Photo credit: Mick Sway via Visualhunt.com / CC BY-ND
Emberiza cirlus Linnaeus 1766. Eng. cirl bunting. Ned. cirlgors.
Cirlus gaat terug op Italiaans cirlo, door Aldrovandi 1600 opgetekend als een naam bij Bologna. Hij latiniseert tot cirlus en zo komt de naam bij Linnaeus terecht. Jobling 2010 stelt dat cirlo er was “for a sort of bunting”, maar bij Aldrovandi was het duidelijk de cirlgors: hij beschrijft de drie gele strepen aan kop en borst, ‘bij het mannetje’ (p.855). En ook de rest van de beschrijving klopt.
Men neemt aan dat cirlo een klanknaam was, maar het is niet per se een klanknábootsing. Om te benoemen ligt de zang het meest voor de hand, een droge herhaling van één toon, in boeken weergegeven met zezeze, tzi-tzi, sre-sre, maar cirlo kan daarvan niet goed een nabootsing zijn. Men vergelijkt met het rateltje van de braamsluiper en met de zang van de geelgors, zonder het eind, de ‘uithaal’: in de Achterhoek had men voor de geelgors diediedie heeee, voor de cirlgors volstaat het eerste stuk. Buffon 1770-1783 gaf de cirlgors zélf een naam, Frans zizi, ‘voor zijn gewone roep [hij bedoelt de zang], lijkend op die van de geelgors’; hij zit nu in bruant zizi, de officiële Franse naam voor de cirlgors.
Het ‘cie’ van gorzen gaf in Italië de klanknabootsing cia, zie bij emberiza cia voor de grijze gors. Het was een algemene naam, cirlo voor zover bekend was alleen een naam voor de cirlgors. Ook bij dat ‘cie’ past cirlo niet goed.
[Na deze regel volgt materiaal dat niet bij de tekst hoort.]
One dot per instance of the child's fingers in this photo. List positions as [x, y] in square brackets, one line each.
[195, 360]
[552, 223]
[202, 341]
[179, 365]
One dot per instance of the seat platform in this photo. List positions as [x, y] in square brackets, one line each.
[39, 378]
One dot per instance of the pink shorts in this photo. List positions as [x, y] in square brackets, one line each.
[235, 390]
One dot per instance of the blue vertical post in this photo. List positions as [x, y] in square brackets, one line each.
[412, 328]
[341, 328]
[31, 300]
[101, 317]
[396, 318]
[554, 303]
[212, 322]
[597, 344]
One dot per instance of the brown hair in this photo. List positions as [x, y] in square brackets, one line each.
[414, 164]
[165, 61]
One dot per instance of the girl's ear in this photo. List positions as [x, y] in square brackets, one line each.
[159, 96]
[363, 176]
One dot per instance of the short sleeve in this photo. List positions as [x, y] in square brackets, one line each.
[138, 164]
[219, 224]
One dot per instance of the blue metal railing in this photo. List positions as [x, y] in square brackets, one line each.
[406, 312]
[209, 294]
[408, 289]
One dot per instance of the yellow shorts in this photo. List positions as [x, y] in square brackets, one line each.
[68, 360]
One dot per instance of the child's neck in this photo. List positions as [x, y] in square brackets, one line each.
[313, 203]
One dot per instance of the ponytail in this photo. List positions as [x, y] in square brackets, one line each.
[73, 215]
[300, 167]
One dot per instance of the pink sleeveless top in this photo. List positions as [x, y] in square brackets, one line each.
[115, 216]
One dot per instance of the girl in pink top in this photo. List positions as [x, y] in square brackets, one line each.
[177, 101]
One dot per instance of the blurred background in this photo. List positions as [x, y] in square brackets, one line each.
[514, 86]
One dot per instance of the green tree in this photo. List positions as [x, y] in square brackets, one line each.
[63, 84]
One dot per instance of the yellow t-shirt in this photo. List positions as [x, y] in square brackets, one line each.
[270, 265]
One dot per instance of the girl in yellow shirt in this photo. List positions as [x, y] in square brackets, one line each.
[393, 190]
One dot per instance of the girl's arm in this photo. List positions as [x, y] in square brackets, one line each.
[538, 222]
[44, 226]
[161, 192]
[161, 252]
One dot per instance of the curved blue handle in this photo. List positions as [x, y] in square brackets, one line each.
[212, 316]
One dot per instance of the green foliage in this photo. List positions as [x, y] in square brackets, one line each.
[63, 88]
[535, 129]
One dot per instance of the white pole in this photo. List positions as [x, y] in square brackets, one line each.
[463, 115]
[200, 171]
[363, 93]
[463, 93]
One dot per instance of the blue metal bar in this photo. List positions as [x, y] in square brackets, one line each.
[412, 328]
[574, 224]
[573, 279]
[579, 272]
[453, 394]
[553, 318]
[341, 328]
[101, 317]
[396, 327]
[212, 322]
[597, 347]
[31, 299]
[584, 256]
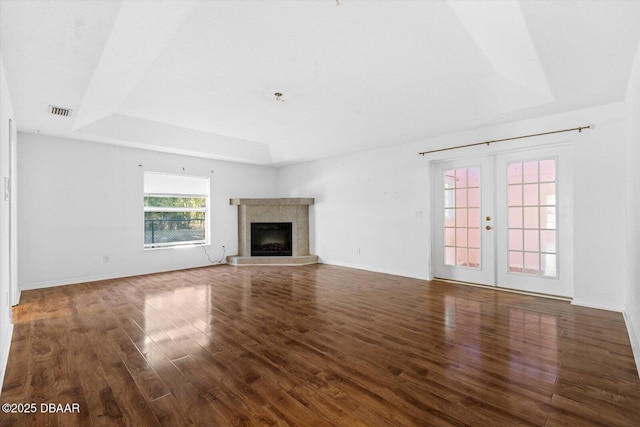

Misschien was het een vorm bij Italiaans zirlare, dialect cirlàr: kwetteren (vooral gezegd van lijsters) (hier past de ratel van de grote lijster). Vergelijk Engels chirp en Duits zirpen, net als zirlare klanknabootsende werkwoorden waarbij het om één toon gaat, zoals bij de zang van cirlgors en geelgors. Een mogelijkheid is misschien ook nog, gezien Italiaans zigolo en zivolo, namen voor ‘gors’, dat er eerder een wél klanknabootsend *ziolo was, dat onder invloed van cirlàr lokaal de vorm cirlo kreeg.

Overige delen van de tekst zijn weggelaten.